1. Why AIDS makes a difference to WSH principles
Updated - Friday 17 November 2006
AIDS is not a water-related disease. HIV is not spread via contaminated water or poor hygiene. So why do we need a paper on the influence of HIV/AIDS on the water, sanitation and hygiene (WSH) sector?
The first answer to that question lies in the devastating impact of the HIV/AIDS epidemic on the staff and the customers of WSH service providers in the worst-hit countries. Five million extra people are infected with HIV every year and 6,000 lives are lost to AIDS-related diseases each day. The drain on human resources – including the productive time lost by those caring for sufferers – forces agencies to look anew at the sustainability of WSH systems that depend on skilled staff and paying customers to keep them operating.
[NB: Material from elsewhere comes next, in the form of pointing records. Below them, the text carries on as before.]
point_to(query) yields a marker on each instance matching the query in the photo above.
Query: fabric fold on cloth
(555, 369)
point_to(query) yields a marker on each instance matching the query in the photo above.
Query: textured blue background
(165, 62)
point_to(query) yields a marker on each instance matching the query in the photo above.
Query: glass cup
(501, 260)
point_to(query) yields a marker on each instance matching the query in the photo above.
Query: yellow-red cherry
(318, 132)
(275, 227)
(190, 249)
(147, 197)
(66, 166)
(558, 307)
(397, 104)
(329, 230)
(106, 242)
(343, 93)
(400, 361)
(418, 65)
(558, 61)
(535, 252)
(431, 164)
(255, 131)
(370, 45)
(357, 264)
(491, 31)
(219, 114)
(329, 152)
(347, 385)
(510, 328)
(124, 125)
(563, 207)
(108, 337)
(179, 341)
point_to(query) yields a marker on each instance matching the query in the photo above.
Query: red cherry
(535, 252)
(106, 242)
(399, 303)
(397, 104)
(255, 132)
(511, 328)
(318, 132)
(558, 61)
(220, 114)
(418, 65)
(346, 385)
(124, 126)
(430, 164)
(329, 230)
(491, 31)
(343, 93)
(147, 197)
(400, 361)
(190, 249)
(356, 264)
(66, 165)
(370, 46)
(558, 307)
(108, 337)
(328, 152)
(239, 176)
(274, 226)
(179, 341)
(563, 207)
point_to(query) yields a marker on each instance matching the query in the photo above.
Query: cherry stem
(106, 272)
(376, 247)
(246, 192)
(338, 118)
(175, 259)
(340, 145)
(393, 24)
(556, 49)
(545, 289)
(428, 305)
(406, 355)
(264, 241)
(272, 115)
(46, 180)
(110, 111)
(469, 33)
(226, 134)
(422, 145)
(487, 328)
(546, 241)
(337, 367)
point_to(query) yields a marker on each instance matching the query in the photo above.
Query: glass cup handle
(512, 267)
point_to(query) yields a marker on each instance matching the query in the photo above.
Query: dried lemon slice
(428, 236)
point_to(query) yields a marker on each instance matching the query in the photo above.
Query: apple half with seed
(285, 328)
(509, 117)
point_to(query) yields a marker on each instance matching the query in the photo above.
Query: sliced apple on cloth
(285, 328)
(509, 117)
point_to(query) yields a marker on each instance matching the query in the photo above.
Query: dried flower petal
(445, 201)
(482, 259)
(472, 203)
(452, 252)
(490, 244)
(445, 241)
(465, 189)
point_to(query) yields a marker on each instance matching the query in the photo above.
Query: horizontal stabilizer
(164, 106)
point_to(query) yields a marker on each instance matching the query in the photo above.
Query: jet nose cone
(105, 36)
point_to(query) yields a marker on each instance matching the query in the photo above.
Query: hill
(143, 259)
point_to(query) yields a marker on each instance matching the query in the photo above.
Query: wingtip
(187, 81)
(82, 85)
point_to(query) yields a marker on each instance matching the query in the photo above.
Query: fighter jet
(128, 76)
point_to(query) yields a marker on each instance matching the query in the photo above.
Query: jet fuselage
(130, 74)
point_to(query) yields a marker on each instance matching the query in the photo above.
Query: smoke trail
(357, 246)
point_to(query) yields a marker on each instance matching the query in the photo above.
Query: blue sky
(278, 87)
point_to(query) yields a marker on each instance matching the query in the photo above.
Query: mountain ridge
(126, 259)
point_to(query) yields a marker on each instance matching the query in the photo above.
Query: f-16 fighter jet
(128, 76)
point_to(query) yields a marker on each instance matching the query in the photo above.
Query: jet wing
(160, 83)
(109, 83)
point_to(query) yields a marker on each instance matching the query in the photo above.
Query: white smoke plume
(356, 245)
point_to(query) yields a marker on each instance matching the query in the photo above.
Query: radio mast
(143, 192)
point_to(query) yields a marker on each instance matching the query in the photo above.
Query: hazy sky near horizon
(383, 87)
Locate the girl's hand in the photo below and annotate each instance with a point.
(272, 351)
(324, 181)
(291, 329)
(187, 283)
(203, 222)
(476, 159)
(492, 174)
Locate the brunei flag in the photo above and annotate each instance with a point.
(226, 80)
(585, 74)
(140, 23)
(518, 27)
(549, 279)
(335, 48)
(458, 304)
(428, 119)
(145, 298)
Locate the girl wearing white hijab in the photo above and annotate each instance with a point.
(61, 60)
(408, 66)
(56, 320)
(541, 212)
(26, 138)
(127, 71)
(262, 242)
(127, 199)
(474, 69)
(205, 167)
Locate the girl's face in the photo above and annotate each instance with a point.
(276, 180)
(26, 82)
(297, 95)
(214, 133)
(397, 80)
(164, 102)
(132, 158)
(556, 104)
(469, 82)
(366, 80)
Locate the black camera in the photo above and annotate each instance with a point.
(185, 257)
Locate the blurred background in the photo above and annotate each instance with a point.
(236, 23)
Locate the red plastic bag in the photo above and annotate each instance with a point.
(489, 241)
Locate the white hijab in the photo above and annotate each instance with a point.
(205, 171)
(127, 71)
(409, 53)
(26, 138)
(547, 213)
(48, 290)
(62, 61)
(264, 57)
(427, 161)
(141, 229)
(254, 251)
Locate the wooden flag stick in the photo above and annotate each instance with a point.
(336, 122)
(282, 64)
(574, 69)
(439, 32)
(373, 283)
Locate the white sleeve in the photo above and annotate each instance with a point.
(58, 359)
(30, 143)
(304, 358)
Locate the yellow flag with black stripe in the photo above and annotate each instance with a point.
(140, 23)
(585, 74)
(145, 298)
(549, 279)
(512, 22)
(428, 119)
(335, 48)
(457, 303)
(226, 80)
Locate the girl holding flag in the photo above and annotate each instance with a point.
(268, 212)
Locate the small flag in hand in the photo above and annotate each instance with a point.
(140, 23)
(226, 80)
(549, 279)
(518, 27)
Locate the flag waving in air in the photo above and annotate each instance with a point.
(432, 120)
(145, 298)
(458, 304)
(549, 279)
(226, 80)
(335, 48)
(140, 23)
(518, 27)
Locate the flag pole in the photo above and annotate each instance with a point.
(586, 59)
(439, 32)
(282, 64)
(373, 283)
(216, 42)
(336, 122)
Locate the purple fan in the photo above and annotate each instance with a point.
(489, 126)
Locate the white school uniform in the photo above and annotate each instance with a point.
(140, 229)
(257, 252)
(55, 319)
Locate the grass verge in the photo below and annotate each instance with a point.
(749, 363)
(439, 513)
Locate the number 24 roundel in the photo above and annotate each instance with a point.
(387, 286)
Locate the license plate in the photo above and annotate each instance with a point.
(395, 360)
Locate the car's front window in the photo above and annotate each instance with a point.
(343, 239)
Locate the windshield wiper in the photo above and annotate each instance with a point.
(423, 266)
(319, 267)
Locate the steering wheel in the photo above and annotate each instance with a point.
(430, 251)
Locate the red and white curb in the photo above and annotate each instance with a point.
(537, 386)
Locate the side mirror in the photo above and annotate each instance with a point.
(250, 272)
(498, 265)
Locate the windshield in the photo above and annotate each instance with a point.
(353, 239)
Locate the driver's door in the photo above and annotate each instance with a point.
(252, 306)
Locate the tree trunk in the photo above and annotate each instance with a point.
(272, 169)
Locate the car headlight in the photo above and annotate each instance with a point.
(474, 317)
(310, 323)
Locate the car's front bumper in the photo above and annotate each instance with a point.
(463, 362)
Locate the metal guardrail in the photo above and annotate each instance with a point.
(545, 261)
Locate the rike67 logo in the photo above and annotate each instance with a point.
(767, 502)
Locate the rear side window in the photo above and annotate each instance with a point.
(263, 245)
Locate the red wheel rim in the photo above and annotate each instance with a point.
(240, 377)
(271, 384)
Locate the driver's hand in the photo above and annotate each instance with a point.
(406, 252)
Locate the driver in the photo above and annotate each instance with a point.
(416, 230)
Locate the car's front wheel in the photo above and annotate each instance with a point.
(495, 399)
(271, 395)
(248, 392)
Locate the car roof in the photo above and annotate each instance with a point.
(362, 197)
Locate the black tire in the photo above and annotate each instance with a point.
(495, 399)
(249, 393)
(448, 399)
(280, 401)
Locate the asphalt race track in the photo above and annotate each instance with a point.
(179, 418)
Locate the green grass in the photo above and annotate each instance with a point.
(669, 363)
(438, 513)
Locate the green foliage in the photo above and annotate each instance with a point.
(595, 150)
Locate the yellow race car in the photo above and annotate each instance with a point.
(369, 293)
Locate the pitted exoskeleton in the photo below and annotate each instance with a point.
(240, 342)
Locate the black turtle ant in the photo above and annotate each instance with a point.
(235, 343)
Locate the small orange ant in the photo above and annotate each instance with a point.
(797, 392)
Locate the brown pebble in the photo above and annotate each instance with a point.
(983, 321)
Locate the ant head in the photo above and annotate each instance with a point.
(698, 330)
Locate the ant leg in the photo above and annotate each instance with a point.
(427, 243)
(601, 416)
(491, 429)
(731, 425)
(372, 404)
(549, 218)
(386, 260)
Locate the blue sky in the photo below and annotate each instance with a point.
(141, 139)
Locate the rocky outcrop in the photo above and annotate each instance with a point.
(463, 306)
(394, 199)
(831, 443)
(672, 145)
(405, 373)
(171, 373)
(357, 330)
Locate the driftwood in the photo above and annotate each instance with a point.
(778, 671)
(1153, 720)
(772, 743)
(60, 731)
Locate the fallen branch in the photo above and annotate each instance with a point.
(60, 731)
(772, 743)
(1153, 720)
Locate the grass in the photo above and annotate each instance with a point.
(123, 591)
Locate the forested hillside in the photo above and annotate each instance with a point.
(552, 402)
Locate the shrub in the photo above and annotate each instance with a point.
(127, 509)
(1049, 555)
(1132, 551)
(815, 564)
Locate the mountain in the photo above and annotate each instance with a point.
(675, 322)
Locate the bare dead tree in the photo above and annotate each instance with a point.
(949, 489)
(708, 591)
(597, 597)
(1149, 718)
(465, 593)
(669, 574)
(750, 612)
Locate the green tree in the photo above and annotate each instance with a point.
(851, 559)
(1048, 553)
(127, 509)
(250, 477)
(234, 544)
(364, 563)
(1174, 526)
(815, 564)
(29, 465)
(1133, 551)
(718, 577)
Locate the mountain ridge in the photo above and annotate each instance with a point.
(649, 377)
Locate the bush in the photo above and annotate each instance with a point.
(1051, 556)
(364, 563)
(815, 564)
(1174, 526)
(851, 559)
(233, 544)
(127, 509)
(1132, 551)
The second reason that this paper is pertinent relates to the changing demands for WSH services brought about by the effects of HIV/AIDS on households and communities. As more and more adult men and women succumb to the debilitating effects of the disease, the tasks of caring, water-carrying, laundry and cleaning pass to the old and the young. Old people and children, and their sick relatives, cannot cope with long treks with heavy water containers, or with handpumps that demand physical stature and strength, or with a lack of toilet facilities that forces them to seek privacy in remote places when they need to relieve themselves. Increasingly too, care by family members has to be supplemented by a core of caregivers and volunteers, for whom hygiene education is vitally important. Service providers need to rethink their approaches and the technologies that are deemed appropriate for societies where HIV/AIDS is already a major factor – and for those that may come into that category in the foreseeable future.
Thirdly, improved WSH services can and do have a crucial role to play in slowing the progression of HIV and in reducing the number of AIDS-related deaths. AIDS kills by drastically reducing the sufferer’s immunity to common diseases. Death comes when the patient succumbs to one or other of these “opportunistic” diseases. Among the most common opportunistic diseases are diarrhoea and skin diseases. Safe water supplies and good hygiene practices are the main weapons in preventing infections and reducing the spread of diarrhoea and skin diseases. They thereby enable HIV-infected people to stay healthy longer and help those with AIDS to be protected against infection. A simplistic example is that HIV/AIDS patients must have clean water to take their medication. More complex arguments surround the use of formula feeds as an alternative to breast-feeding of babies and infants. One of the many tragic statistics in the AIDS story is that an HIV-positive mother has a one-in-three chance of passing the virus to her baby through breast milk. For some, that means favouring powdered milk rather than breastfeeding. Where that approach is adopted, it is essential that the milk is prepared with clean water and handled hygienically.
The battle against AIDS is multi-disciplinary and the WSH sector is a very important actor. To play its full part, the sector needs to take a fresh look at some of its operating principles and adapt them to the demographic, social and economic changes forced by HIV/AIDS. The agriculture and transport sectors are ahead of the water sector in adopting new approaches. That needs to change, and it is the aim of this TOP to point practitioners to sources of knowledge and examples that will help speed appropriate reforms.